Sie verzichteten bislang auf Wanderjahre.
Die Angebote hatte ich, doch ich entschied mich klar für Luzern. Manchmal reizt es mich schon, andere Konzepte anzuschauen, eine Stage im Ausland. Die Techniken habe ich im Griff, und ich weiss, worum es in der Gastronomie geht, aber es tut immer gut, den eigenen Horizont zu erweitern. Man wird sonst mit der Zeit betriebsblind. Ich lese viel, bilde mich weiter und verfolge, wie andere Köche arbeiten: Das ist meine Art zu wandern.

In Luzern haben Sie einen entscheidenden Vorteil ...
... mein Netzwerk, ja. Das ist wirklich mega gross. Ich bin ganz der Networker, rede gern mit Leuten, rede überhaupt gern. Und ich will wissen, was geht, was läuft, wer wo involviert ist. Wenn ich das früh erfahre, kann ich Einfluss nehmen oder ein Projekt anreissen. Der Hopfenkranz ist mein Baby, aber nebenbei mache ich einige andere Sachen. Da hilft es, dass man mich kennt. Wissen Sie: Schon meine Grossmutter war in Luzern ein bunter Hund, jetzt ich. Deshalb bin ich mit den 80-jährigen Grosspapis genauso gut vernetzt wie mit den 16-jährigen Lehrlingen. Das ist ein Vorteil. Und ein Fluch.

Inwiefern?
Luzern ist ein Dorf: Meine Frau Luigina und ich können nirgends in Ruhe auswärts essen. Drum gehen wir an unseren freien Tagen gern nach Zürich oder ins Ausland, wenns die Zeit erlaubt.

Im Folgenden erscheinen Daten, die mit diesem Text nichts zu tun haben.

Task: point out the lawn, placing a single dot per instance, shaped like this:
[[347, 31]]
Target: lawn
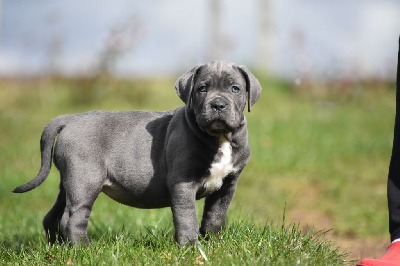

Sie sind nicht nur gut vernetzt, sondern auch sonst recht vielseitig: Sie kochen, kümmern sich um die Weinauswahl, Sie wissen, wie man kalkuliert, und erledigen, wenns sein muss, den Abwasch. Trotzdem scheinen Sie alles andere als eine One-Man-Show zu sein.
Ohne meine Brigade gehts nicht: In meinem eingespielten Team kann ich abgeben und mich auf die nächsten Schritte wie zum Beispiel die neue Speise- oder Weinkarte konzentrieren. Unsere Abläufe sind klar strukturiert – obwohl es nicht so wirkt, weil ich ein kleiner Chaot bin. Alle vier bis sechs Wochen ändern wir das Menü, jeder Gang wird bis ins Detail geplant und visuell dargestellt. An meinen Skizzen arbeite ich oft bis spät in die Nacht: Kreative Eingebungen kommen, wann sie kommen. Am liebsten aber koche ich noch immer. Neue Gerichte oder Klassiker, die ich mit einem Twist in meine berühmten 2.0-Variationen verwandle. Dass diese bei den Gästen ankommen, macht mich stolz.

Dazu haben Sie allen Grund.
Mittlerweile läufts im Hopfenkranz, ja. Wir haben eine gewisse Stabilität erreicht, einen guten Ruf und viele Stammkunden. Aber als wir vor zwei Jahren starteten, mussten wir zahlenmässig echt jonglieren. Im ersten Sommer verzichteten wir auf grosse Betriebsferien und gingen fast hops. Aber wir haben überlebt und aus den Kinderkrankheiten gelernt.

Eine wichtige Rolle spielt dabei Ihre Frau.
Luigina ist eine enorme Stütze und kümmert sich im Hintergrund um sehr vieles wie beispielsweise die gesamte Kommunikation oder die Cateringanfragen, aber auch ums Personal. Ich bin operativ fürs Restaurant zuständig – und ich reisse Sachen an. Fazit: Ich brocke ein, sie badet aus.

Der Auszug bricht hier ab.